Figure 13.1 - A typical PC bus structure.
Figure 13.2 - Device I/O port locations on PCs ( partial ).
13.2.1 Polling
- One simple means of device handshaking involves polling:
- The host repeatedly checks the busy bit on the device until it becomes clear.
- The host writes a byte of data into the data-out register, and sets the write bit in the command register ( in either order. )
- The host sets the command ready bit in the command register to notify the device of the pending command.
- When the device controller sees the command-ready bit set, it first sets the busy bit.
- Then the device controller reads the command register, sees the write bit set, reads the byte of data from the data-out register, and outputs the byte of data.

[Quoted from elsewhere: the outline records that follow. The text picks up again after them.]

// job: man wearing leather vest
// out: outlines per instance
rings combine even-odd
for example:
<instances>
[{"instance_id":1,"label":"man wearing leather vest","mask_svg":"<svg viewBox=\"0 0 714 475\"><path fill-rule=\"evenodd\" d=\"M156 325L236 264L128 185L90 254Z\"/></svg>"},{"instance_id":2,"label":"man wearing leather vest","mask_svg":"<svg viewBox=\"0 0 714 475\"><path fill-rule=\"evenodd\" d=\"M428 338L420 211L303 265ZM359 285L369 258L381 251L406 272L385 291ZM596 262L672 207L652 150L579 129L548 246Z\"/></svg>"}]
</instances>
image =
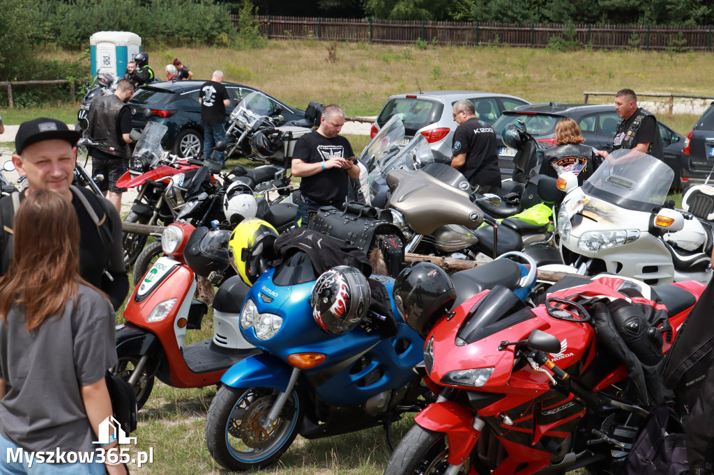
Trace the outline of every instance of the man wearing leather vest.
<instances>
[{"instance_id":1,"label":"man wearing leather vest","mask_svg":"<svg viewBox=\"0 0 714 475\"><path fill-rule=\"evenodd\" d=\"M125 103L136 91L128 79L121 80L114 94L95 98L89 108L87 133L95 144L89 147L92 157L92 178L104 175L99 189L117 212L121 210L121 193L116 180L129 168L131 142L131 112ZM107 195L109 194L109 195Z\"/></svg>"},{"instance_id":2,"label":"man wearing leather vest","mask_svg":"<svg viewBox=\"0 0 714 475\"><path fill-rule=\"evenodd\" d=\"M643 152L662 160L662 141L657 119L651 112L637 106L637 95L632 89L621 89L615 94L615 111L620 117L613 140L613 150L626 148ZM607 158L607 152L598 154Z\"/></svg>"},{"instance_id":3,"label":"man wearing leather vest","mask_svg":"<svg viewBox=\"0 0 714 475\"><path fill-rule=\"evenodd\" d=\"M555 146L545 150L538 173L557 178L563 171L569 171L582 185L603 161L592 147L583 145L584 141L575 121L561 119L555 126Z\"/></svg>"}]
</instances>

- The device controller then clears the error bit in the status register, the command-ready bit, and finally clears the busy bit, signaling the completion of the operation.
- Polling can be very fast and efficient, if both the device and the controller are fast and if there is significant data to transfer. It becomes inefficient, however, if the host must wait a long time in the busy loop waiting for the device, or if frequent checks need to be made for data that is infrequently there.
13.2.2 Interrupts
- Interrupts allow devices to notify the CPU when they have data to transfer or when an operation is complete, allowing the CPU to perform other duties when no I/O transfers need its immediate attention.

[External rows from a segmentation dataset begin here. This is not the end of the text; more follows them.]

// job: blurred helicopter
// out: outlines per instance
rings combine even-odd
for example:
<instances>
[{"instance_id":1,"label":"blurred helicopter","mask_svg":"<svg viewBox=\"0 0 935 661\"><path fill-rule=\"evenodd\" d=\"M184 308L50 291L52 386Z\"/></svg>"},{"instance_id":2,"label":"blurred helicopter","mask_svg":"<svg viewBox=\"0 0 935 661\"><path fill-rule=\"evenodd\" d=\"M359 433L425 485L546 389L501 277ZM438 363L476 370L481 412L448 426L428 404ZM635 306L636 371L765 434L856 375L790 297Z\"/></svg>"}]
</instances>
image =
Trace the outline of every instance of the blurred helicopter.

- The CPU has an interrupt-request line that is sensed after every instruction.
- A device's controller raises an interrupt by asserting a signal on the interrupt request line.

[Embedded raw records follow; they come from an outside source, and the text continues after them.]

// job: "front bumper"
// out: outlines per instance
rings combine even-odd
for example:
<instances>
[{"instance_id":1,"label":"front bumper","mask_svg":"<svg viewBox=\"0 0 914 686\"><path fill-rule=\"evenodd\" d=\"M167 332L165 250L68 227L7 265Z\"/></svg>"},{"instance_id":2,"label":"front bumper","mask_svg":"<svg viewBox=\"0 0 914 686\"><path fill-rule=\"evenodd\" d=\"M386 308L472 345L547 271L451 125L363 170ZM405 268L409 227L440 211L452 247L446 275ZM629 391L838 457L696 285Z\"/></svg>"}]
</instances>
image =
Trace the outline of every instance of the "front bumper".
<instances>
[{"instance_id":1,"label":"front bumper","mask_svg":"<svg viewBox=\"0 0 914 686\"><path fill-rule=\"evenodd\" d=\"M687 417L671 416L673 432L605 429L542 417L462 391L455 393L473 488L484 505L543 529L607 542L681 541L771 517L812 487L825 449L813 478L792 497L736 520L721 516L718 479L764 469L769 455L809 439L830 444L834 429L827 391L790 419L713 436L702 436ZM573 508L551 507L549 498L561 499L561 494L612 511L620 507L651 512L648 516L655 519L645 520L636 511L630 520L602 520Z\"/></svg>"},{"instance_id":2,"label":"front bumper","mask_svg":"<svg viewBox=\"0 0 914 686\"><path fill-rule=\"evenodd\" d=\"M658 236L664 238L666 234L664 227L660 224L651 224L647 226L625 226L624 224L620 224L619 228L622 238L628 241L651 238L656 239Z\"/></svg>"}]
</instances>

- The CPU then performs a state save, and transfers control to the interrupt handler routine at a fixed address in memory. ( The CPU catches the interrupt and dispatches the interrupt handler. )
- The interrupt handler determines the cause of the interrupt, performs the necessary processing, performs a state restore, and executes a return from interrupt instruction to return control to the CPU. ( The interrupt handler clears the interrupt by servicing the device. )
- ( Note that the state restored does not need to be the same state as the one that was saved when the interrupt went off. See below for an example involving time-slicing. )
- Figure 13.3 illustrates the interrupt-driven I/O procedure:
Figure 13.3 - Interrupt-driven I/O cycle.
- The above description is adequate for simple interrupt-driven I/O, but there are three needs in modern computing which complicate the picture:
- The need to defer interrupt handling during critical processing,
- The need to determine which interrupt handler to invoke, without having to poll all devices to see which one needs attention, and
- The need for multi-level interrupts, so the system can differentiate between high- and low-priority interrupts for proper response.
- These issues are handled in modern computer architectures with interrupt-controller hardware.
- Most CPUs now have two interrupt-request lines: One that is non-maskable for critical error conditions and one that is maskable, that the CPU can temporarily ignore during critical processing.
- The interrupt mechanism accepts an address, which is usually one of a small set of numbers for an offset into a table called the interrupt vector. This table ( usually located at physical address zero ? ) holds the addresses of routines prepared to process specific interrupts.
- The number of possible interrupt handlers still exceeds the range of defined interrupt numbers, so multiple handlers can be interrupt chained. Effectively the addresses held in the interrupt vectors are the head pointers for linked-lists of interrupt handlers.
- Figure 13.4 shows the Intel Pentium interrupt vector. Interrupts 0 to 31 are non-maskable and reserved for serious hardware and other errors. Maskable interrupts, including normal device I/O interrupts begin at interrupt 32.
- Modern interrupt hardware also supports interrupt priority levels, allowing systems to mask off only lower-priority interrupts while servicing a high-priority interrupt, or conversely to allow a high-priority signal to interrupt the processing of a low-priority one.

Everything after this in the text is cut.